Infografik - DeutschlandTrend November 2021 - DE  ***SPERRFRIST: 4.11. 21:00 UHR***

Eine Impfpflicht für Lehrkräfte ist nach Ansicht des Lehrerverbandes hingegen nicht nötig. 90 Prozent seien doppelt geimpft, eine Pflicht zur Immunisierung sei darum unverhältnismäßig.

Regelmäßiges Testen

Zum 11. Oktober hatte der Bund die kostenlosen Bürgertests für alle beendet, auch um einen weiteren Anreiz zu schaffen, sich impfen zu lassen. Trotzdem bleiben regelmäßige Tests gerade angesichts wieder steigender Infektionszahlen wichtig.

"Die Impfung wirkt gut gegen schwere Verläufe, aber eben deutlich weniger und mit Abstand vom Impftermin abnehmend gegen Infektionen". Hier brauche es nach Ansicht von Epidemiologe Zeeb weitere Untersuchungen.
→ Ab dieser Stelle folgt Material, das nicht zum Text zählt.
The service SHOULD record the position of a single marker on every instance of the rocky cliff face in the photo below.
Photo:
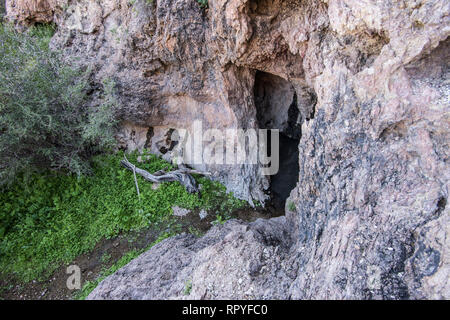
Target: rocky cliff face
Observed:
(370, 83)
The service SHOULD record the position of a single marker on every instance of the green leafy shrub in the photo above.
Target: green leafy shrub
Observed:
(47, 219)
(44, 120)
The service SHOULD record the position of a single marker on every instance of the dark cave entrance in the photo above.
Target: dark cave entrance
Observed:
(276, 108)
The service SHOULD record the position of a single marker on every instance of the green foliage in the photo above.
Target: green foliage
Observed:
(2, 9)
(291, 206)
(44, 120)
(203, 3)
(49, 219)
(187, 287)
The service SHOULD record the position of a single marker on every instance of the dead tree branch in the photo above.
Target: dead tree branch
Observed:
(182, 175)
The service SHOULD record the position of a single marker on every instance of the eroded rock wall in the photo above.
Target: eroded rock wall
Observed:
(371, 218)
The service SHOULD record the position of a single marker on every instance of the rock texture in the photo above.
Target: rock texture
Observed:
(371, 80)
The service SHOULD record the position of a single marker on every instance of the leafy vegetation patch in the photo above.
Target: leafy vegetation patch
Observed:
(45, 122)
(49, 219)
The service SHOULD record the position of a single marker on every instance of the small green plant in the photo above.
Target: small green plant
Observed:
(291, 206)
(105, 258)
(187, 287)
(127, 258)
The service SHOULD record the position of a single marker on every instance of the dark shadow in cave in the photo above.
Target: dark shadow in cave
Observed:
(276, 108)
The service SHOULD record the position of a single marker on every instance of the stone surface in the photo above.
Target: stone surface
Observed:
(372, 85)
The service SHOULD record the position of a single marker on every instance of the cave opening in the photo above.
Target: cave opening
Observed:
(276, 108)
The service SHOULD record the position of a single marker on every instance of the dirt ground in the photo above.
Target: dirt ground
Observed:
(107, 252)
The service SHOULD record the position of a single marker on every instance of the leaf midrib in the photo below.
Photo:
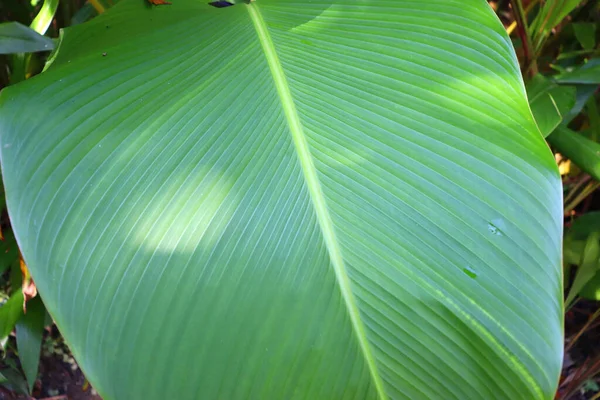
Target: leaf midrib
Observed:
(314, 187)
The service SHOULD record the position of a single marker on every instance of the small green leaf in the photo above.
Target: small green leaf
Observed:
(585, 32)
(10, 312)
(29, 339)
(591, 290)
(549, 102)
(579, 149)
(583, 94)
(42, 21)
(589, 73)
(17, 38)
(588, 266)
(9, 251)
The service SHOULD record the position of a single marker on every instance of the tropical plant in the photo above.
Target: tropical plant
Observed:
(287, 199)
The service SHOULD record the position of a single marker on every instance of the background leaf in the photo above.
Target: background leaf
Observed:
(17, 38)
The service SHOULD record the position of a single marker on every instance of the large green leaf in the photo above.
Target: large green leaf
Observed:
(322, 200)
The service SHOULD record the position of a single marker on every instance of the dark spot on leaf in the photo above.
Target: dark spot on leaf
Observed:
(470, 272)
(220, 4)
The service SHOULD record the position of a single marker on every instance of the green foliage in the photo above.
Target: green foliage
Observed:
(281, 199)
(17, 38)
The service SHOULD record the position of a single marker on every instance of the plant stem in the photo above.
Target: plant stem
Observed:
(586, 178)
(530, 66)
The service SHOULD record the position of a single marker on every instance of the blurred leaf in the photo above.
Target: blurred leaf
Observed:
(588, 73)
(594, 119)
(17, 38)
(583, 95)
(14, 381)
(576, 237)
(85, 13)
(585, 32)
(30, 329)
(10, 312)
(9, 251)
(591, 290)
(588, 266)
(551, 13)
(572, 250)
(579, 149)
(549, 102)
(584, 226)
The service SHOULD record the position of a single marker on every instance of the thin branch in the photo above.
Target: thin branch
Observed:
(530, 66)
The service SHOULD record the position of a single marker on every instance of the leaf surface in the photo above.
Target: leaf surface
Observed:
(285, 199)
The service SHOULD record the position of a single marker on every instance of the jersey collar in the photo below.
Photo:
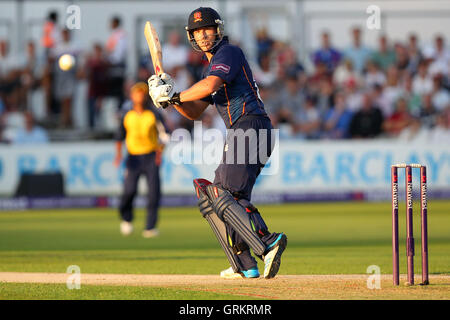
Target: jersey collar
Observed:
(223, 42)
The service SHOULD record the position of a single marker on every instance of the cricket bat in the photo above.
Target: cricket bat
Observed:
(154, 46)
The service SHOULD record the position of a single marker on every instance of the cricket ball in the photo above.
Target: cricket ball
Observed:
(66, 62)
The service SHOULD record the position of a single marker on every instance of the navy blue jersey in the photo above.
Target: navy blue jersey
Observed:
(239, 95)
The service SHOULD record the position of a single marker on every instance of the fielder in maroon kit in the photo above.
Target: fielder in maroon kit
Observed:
(228, 83)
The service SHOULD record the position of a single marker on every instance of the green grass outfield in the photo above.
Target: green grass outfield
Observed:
(324, 239)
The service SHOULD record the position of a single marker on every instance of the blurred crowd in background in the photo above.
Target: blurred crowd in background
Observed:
(398, 90)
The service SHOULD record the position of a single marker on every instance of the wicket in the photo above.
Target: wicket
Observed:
(409, 222)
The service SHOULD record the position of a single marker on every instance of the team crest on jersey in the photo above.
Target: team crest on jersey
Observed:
(197, 16)
(220, 67)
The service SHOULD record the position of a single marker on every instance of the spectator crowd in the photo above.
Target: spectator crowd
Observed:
(395, 90)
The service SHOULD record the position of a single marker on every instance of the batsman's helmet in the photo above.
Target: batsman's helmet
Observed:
(204, 17)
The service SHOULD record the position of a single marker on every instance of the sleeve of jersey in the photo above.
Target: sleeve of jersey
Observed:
(226, 63)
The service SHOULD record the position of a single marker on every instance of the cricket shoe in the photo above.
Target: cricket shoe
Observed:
(272, 260)
(126, 228)
(230, 274)
(152, 233)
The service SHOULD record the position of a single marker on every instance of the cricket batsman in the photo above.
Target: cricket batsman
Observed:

Regelmäßiges Testen besonders im beruflichen Umfeld und in Schulen müsse am besten wieder zur Pflicht werden, meint Zeeb.

Notfalls weitreichende Kontaktbeschränkungen

Wenn all diese Maßnahmen die neue Infektionswelle nicht brechen können, muss die Politik auch wieder über noch drastischere Beschränkungen nachdenken.

Auch wenn es politisch und auch juristisch kaum durchsetzbar ist, seien weitreichende Kontaktbeschränkungen aus Sicht von Christian Drosten geboten. "Wir müssen also jetzt die Infektionstätigkeit durch Kontaktmaßnahmen wahrscheinlich wieder kontrollieren - nicht wahrscheinlich, sondern sicher", sagte der Virologe.

Drosten sprach von einer "echten Notfallsituation" angesichts der Lage auf den Intensivstationen. Der Berliner Virologe geht sogar von etwa 100.000 weiteren Toten durch Corona in Deutschland aus. 

"Wir müssen jetzt sofort etwas machen." Drosten erwartet einen sehr anstrengenden Winter "mit neuen, sagen wir ruhig: Shutdown-Maßnahmen".

Was dies dann für Betriebe, Schulen, ja das gesamte öffentliche und private Leben bedeuten würde, entscheidet allerdings nicht die Wissenschaft, sondern die Politik.